O documentário, que está em fase de finalização, tem 13 minutos e abordará a mudança na vida de David após acidente.
A partir do atropelamento, a vida dele teve essa ruptura. E ao invés de largar a bicicleta e deixar para lá, não. Ele abraçou a bicicleta e hoje vive disso. Ele é um bike currier [faz entrega com bicicleta]. Anda em média de 90, 100 km por dia em São Paulo com as encomendas. E agora está mirando as paralimpíadas. É uma história muito inspiradora."
Rodrigo Rebouças
Por falar em inspiração, o diretor diz que o atropelamento de David foi responsável por mudanças estruturais na cidade de São Paulo.
"David não foi a primeira pessoa a ser atropelada na Paulista. Mas ele foi uma das poucas que sobreviveu. Da maneira que ele foi atropelado, da forma violenta que aconteceu e como ele ficou foi muito marcante. Isso é interessante porque as coisas mudam em pouco tempo, e a pessoa se torna uma espécie de ícone. Tem muitas pessoas, das entrevistas que fiz, que falam que o start para a construção da ciclovia da Paulista foi o atropelamento do David."
A ciclovia da avenida Paulista já era uma demanda antiga dos ciclistas. Uma semana após o atropelamento de David, os cicloativistas fizeram mais uma manifestação na via. Poucos dias depois, o então prefeito Fernando Haddad (PT) se reuniu com eles e se comprometeu a tirar do papel a construção da ciclovia. As obras começaram em janeiro de 2015, e a faixa exclusiva para ciclistas ficou pronta seis meses depois.
Inspiração para mãe e esposa
E não foi só a construção da ciclovia e o cineasta Rodrigo Rebouças que David inspirou. Ele também é o motivo para que a esposa Crislaine Marques e a mãe Antonia Ferreira pratiquem atividades físicas.
"Minha mãe nunca fez nada de esportes. Depois que sofri o acidente, ela começou a fazer rapel, já saltou duas vezes de paraquedas comigo. Até começou a aprender sertanejo, mas desistiu porque não tem tanta coordenação. Minha mãe é a referência de tudo."
O nome de Antonia está tatuado no braço esquerdo de David. É uma homenagem à mulher que cuidou dele durante os oito meses da recuperação após o acidente. "Minha mãe pediu as contas do trabalho para cuidar de mim. Essa mão [esquerda] foi lesionada, esse dedo [mindinho] também. Meu pulso foi deslocado, rompeu o ligamento. Eu não conseguia abrir uma pasta de dente. Minha mãe que tinha que abrir... Foram mais de 300 pontos."
Dona Antonia Ferreira é cearense e criou cinco filhos praticamente sozinha.
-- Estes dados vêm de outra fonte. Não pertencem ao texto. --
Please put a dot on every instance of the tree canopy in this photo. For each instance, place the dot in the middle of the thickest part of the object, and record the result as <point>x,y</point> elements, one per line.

Ela se casou aos 14 anos e se separou do marido quando David tinha seis anos. Para sustentar a família, trabalhava como doméstica e praticamente não via os filhos. "Passava o dia todo fora de casa. Quem cuidou de mim a vida toda foram meus irmãos".
Isso não significa que ela não estava atenta ao desenvolvimento dos filhos. Em um período em que David passou a "dar muito trabalho na escola", dona Antonia, que tinha estudado até a 4ª série, voltou para escola para incentivar o filho e completou o Ensino Médio. "Embora eu tenha dado trabalho para ela quando pequeno, hoje sou motivo de orgulho [para ela]", diz David.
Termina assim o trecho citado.